Je prends sa main et la porte à mes lèvres. Je pressens le regard de Delphine qui s’assombrit.

- Princesse, m’accordez-vous ce baise-main?

- Faites mon cher, faites comme bon vous semble. Ma main vous appartient le temps de ce baiser, lui-même si éphémère.

Elle force un peu sa voix et secoue ses cheveux foncés mais l’intonation est moins posée qu’elle ne veut le montrer, et plus riche en vulnérabilité. Les yeux de Romane sont d’eau. S’ils étaient une rivière ils seraient un fleuve: le Nil. Sur son visage un peu pâle je devine un animal, un animal sauvage. Je prolonge le baise-main, et quand enfin je finis je précise que l’éphémère est parfois plus intense qu’une longue poésie.
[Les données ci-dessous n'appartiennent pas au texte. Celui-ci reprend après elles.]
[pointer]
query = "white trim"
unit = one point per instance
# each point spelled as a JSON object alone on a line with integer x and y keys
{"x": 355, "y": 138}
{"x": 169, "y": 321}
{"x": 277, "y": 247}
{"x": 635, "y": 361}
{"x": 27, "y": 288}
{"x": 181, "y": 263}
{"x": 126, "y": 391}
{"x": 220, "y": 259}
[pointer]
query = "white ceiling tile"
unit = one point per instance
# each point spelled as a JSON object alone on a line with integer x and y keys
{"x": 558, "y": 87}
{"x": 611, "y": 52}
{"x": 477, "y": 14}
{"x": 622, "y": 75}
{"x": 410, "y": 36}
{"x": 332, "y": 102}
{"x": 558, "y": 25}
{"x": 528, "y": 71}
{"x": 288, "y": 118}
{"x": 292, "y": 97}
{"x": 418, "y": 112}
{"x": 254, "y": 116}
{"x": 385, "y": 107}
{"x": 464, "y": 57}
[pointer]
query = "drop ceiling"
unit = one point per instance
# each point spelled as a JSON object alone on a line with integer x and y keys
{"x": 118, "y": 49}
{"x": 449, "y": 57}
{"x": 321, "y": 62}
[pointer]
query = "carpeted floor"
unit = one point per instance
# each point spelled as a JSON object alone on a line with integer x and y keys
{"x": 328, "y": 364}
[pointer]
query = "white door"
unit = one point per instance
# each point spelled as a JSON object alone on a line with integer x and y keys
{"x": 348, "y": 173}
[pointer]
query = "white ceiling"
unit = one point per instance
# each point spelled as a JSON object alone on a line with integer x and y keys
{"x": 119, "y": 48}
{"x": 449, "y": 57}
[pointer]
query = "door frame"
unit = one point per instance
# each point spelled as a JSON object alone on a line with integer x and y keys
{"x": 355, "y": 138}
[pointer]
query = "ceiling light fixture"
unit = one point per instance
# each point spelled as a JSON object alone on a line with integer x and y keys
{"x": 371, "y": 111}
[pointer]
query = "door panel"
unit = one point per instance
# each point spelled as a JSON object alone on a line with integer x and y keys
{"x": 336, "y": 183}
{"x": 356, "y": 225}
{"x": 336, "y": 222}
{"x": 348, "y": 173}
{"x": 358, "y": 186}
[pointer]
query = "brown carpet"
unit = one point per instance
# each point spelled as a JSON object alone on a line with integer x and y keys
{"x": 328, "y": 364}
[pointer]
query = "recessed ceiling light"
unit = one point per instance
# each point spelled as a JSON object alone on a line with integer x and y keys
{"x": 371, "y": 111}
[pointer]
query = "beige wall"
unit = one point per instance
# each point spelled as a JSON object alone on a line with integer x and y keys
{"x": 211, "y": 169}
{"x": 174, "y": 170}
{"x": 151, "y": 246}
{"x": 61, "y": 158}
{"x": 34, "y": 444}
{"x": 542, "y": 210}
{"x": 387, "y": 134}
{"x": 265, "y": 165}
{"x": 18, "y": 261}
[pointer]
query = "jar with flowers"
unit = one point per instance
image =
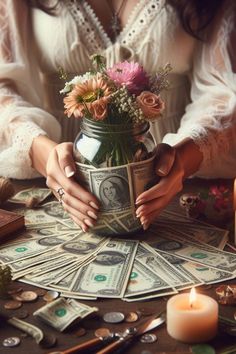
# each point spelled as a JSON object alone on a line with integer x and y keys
{"x": 114, "y": 150}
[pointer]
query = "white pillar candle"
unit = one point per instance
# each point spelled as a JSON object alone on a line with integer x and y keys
{"x": 192, "y": 320}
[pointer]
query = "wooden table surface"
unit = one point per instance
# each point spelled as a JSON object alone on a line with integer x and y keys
{"x": 164, "y": 344}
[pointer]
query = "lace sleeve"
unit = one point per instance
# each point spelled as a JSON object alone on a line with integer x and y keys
{"x": 210, "y": 118}
{"x": 21, "y": 115}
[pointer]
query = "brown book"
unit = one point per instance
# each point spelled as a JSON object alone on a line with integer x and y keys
{"x": 10, "y": 222}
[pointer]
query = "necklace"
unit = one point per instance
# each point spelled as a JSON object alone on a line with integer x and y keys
{"x": 115, "y": 19}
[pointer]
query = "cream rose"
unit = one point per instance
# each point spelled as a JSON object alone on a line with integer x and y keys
{"x": 98, "y": 108}
{"x": 150, "y": 104}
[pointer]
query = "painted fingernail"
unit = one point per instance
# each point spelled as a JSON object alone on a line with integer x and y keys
{"x": 92, "y": 214}
{"x": 69, "y": 171}
{"x": 139, "y": 201}
{"x": 88, "y": 222}
{"x": 93, "y": 205}
{"x": 145, "y": 226}
{"x": 84, "y": 228}
{"x": 162, "y": 172}
{"x": 143, "y": 220}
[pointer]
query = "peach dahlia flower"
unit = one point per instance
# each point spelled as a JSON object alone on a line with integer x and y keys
{"x": 150, "y": 104}
{"x": 91, "y": 96}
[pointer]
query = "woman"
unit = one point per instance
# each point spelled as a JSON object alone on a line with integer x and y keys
{"x": 199, "y": 124}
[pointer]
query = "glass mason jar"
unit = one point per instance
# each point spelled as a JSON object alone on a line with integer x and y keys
{"x": 115, "y": 162}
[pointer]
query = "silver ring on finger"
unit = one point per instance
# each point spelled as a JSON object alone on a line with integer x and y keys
{"x": 60, "y": 191}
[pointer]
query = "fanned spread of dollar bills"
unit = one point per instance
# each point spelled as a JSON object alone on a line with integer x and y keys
{"x": 54, "y": 254}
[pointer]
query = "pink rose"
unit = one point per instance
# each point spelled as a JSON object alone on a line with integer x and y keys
{"x": 150, "y": 104}
{"x": 98, "y": 109}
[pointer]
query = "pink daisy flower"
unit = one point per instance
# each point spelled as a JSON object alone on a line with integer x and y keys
{"x": 131, "y": 75}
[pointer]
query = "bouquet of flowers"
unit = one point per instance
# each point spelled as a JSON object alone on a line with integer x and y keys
{"x": 121, "y": 96}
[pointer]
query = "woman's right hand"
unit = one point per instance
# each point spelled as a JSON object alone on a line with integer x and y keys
{"x": 59, "y": 169}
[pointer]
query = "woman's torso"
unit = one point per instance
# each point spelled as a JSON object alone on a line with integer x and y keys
{"x": 152, "y": 36}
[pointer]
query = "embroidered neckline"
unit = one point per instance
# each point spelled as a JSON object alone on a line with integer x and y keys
{"x": 94, "y": 33}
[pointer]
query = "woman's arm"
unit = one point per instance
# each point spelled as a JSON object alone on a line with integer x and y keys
{"x": 205, "y": 144}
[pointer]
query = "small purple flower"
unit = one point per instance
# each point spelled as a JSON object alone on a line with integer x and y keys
{"x": 131, "y": 75}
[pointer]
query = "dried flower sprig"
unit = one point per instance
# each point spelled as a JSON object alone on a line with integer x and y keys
{"x": 124, "y": 93}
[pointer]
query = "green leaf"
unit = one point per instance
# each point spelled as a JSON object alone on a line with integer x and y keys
{"x": 202, "y": 349}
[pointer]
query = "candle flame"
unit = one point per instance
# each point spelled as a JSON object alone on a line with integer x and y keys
{"x": 192, "y": 297}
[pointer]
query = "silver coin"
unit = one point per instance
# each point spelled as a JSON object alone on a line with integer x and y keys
{"x": 48, "y": 341}
{"x": 148, "y": 338}
{"x": 113, "y": 317}
{"x": 11, "y": 342}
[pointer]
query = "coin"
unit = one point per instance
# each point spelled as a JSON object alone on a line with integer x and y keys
{"x": 21, "y": 314}
{"x": 145, "y": 312}
{"x": 12, "y": 305}
{"x": 48, "y": 341}
{"x": 131, "y": 317}
{"x": 80, "y": 332}
{"x": 11, "y": 342}
{"x": 40, "y": 292}
{"x": 15, "y": 290}
{"x": 148, "y": 338}
{"x": 113, "y": 317}
{"x": 51, "y": 295}
{"x": 27, "y": 296}
{"x": 102, "y": 332}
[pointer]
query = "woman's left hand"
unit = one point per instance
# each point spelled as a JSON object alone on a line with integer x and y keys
{"x": 170, "y": 166}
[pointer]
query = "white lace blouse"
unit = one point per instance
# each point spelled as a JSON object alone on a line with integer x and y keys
{"x": 33, "y": 45}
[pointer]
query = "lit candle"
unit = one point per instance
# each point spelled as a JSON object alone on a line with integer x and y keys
{"x": 192, "y": 318}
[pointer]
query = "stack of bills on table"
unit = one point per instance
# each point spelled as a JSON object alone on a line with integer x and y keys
{"x": 62, "y": 313}
{"x": 56, "y": 255}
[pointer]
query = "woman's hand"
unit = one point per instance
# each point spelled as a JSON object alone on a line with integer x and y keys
{"x": 56, "y": 163}
{"x": 173, "y": 164}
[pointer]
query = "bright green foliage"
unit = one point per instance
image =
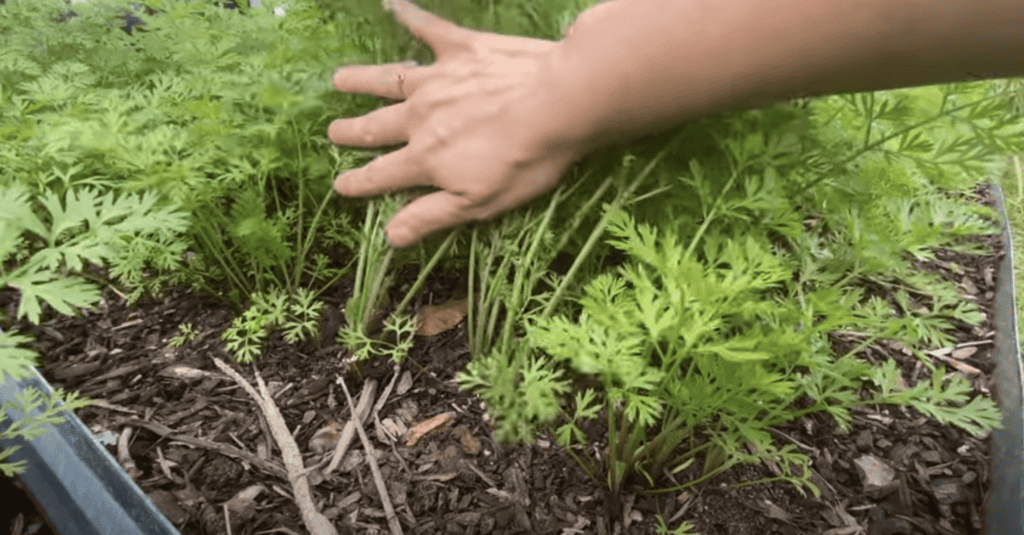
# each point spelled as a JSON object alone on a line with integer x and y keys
{"x": 764, "y": 233}
{"x": 15, "y": 362}
{"x": 47, "y": 243}
{"x": 221, "y": 112}
{"x": 297, "y": 315}
{"x": 52, "y": 412}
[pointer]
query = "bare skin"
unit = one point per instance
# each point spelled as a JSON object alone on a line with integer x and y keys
{"x": 497, "y": 120}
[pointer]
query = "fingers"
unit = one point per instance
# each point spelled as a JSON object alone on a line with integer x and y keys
{"x": 440, "y": 35}
{"x": 394, "y": 81}
{"x": 382, "y": 127}
{"x": 387, "y": 173}
{"x": 426, "y": 215}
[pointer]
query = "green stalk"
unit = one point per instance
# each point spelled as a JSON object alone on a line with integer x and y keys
{"x": 470, "y": 300}
{"x": 522, "y": 275}
{"x": 886, "y": 138}
{"x": 223, "y": 257}
{"x": 598, "y": 231}
{"x": 425, "y": 272}
{"x": 709, "y": 218}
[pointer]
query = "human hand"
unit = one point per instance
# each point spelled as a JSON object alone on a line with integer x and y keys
{"x": 477, "y": 123}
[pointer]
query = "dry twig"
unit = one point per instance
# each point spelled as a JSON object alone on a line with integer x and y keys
{"x": 223, "y": 449}
{"x": 315, "y": 522}
{"x": 348, "y": 431}
{"x": 392, "y": 519}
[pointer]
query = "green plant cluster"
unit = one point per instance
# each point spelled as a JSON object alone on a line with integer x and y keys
{"x": 781, "y": 228}
{"x": 684, "y": 289}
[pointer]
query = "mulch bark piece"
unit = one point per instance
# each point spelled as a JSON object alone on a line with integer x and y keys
{"x": 200, "y": 440}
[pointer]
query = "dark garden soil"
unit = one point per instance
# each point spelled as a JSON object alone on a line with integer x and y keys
{"x": 199, "y": 440}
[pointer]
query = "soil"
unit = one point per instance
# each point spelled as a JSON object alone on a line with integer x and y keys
{"x": 200, "y": 440}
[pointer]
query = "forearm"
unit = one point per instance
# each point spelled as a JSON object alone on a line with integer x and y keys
{"x": 635, "y": 67}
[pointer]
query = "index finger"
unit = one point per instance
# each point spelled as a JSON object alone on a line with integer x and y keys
{"x": 435, "y": 32}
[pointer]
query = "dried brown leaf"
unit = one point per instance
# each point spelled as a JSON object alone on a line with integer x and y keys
{"x": 435, "y": 319}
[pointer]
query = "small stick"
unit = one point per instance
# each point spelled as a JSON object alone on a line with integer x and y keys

Elle semble apprécier.

- Où est Elsa?

- Elle est restée à la maison.

- Où logez-vous?

Delphine fait un geste évasif sans rien dire d’autre. Je comprends que je dois m’en contenter. Je leur explique le jeu des poèmes d’amour sur la terrasse des Voyageurs. Je leur propose de venir terminer la soirée avec la bande de poètes imporvisés. Delphine n’a pas envie et comme elles sont dans la même voiture, Romane refuse aussi.

- Mais on peut se voir demain si vous le voulez, dit Delphine. Je vais me tremper le matin dans la retenue d’eau au début des gorges d’Oppedette.

Je suis d’accord et nous convenons de nous retrouver à neuf heures. Après les au revoir elle descendent la rue Meffre et je les vois prendre l’avenue Pierre de Courtois. J’entends les portières qui claquent, le moteur que l’on allume et la voiture qui se met en route. Elle suit d’abord le chemin de la Grange qui rejoint la départementale, et je ne peux dire ensuite si elle prennent la direction de Saumane ou de Saint-Etienne-les-Ongles.

La nuit est maintenant presque complète.



PS: Banon n’est pas en Libye. En Libye il y a Max, l’otage suisse retenu depuis 22 mois.